Four astronauts headed to Kennedy Space Center on Sunday for SpaceX’s second crew launch, coming up next weekend.
For NASA, it marks the long-awaited start of regular crew rotations at the International Space Station, with private companies providing the lifts. There will be double the number of astronauts as the test flight earlier this year, and their mission will last a full six months.
The crew of three Americans and one Japanese are scheduled to rocket away Saturday night. It will be a speedy trip to the space station, a six-orbit express lasting under nine hours.
The second crew has three veteran fliers and one first-timer. From left to right:
— Shannon Walker, 55, a Houston-born-and-raised physicist, also has lived before on the space station; her husband, retired astronaut Andrew Thomas, helped build the outpost.
— Navy Cmdr. Victor Glover, 44, is the pilot and the lone space rookie; he’s from the Los Angeles area and will be the first African-American astronaut to move into the space station for a long stay.
— Commander Mike Hopkins, 51, is an Air Force colonel and former space station resident who grew up on a hog and cattle farm in Missouri.
— The Japanese Space Agency’s Soichi Noguchi, 55, another former station resident, will become the first person in decades to launch on three kinds of rocketships; he’s already flown on a U.S. space shuttle and Russian Soyuz.

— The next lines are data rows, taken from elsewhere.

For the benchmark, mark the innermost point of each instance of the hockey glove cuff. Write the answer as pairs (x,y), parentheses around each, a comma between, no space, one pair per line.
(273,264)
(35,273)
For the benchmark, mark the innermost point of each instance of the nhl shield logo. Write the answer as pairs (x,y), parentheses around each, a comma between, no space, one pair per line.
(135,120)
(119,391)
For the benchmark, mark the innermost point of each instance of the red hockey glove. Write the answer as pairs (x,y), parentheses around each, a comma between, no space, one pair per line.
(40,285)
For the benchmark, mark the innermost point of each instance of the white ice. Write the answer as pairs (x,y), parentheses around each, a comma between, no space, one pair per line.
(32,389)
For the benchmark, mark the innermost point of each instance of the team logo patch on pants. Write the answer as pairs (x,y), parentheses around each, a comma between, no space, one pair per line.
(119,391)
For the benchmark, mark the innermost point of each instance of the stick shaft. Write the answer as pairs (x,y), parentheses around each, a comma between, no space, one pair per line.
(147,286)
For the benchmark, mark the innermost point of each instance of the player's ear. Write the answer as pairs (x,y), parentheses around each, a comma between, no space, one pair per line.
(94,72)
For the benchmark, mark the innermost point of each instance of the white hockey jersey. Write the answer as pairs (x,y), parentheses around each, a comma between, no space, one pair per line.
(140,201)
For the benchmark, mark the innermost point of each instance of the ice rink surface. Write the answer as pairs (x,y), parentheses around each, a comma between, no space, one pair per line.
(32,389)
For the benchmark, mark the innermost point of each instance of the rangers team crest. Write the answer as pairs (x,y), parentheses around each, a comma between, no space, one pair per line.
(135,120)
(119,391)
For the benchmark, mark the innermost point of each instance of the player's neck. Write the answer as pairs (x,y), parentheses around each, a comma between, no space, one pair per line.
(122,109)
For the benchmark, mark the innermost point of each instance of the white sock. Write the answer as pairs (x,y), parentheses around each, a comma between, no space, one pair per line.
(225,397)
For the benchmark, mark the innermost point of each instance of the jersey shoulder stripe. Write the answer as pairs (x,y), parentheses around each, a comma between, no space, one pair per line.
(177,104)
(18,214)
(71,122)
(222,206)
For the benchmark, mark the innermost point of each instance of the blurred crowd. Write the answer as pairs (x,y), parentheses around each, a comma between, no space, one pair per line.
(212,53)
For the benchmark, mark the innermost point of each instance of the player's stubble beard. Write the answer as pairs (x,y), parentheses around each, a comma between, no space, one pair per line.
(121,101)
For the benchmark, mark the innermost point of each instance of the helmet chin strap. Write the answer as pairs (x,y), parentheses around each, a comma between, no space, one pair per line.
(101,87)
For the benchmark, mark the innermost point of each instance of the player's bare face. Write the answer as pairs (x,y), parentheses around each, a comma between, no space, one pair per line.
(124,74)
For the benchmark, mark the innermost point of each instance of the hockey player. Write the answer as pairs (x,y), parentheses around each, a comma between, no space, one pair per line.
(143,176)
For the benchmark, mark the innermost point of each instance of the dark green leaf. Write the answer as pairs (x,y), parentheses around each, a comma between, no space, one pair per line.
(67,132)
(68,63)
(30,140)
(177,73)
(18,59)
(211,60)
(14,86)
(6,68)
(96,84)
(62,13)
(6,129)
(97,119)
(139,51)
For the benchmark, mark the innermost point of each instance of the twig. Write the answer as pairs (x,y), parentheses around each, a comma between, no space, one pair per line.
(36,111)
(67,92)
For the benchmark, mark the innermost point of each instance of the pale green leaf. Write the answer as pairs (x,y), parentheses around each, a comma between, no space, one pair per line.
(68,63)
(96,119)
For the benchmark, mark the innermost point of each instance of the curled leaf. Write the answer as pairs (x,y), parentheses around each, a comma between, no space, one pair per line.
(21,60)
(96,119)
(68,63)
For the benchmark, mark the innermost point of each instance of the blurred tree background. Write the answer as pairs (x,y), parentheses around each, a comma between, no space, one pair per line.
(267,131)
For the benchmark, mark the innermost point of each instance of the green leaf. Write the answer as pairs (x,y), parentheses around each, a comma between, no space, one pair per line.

The astronauts have named their Dragon capsule Resilience given all the challenges of 2020: coronavirus and social isolation, civil unrest and a particularly difficult election and campaign season. They have been in quarantine for a week and taking safety precautions — masks and social distancing — long before that.
The four will remain in orbit until spring when their replacements arrive aboard another SpaceX Dragon capsule. The cargo version of the capsule also will keep making regular deliveries of food and supplies.
SpaceX’s Benji Reed said the company expects to launch seven Dragons over the next 14 months: three for crew and four for cargo.
They will join two Russians and one American who arrived at the space station last month from Kazakhstan.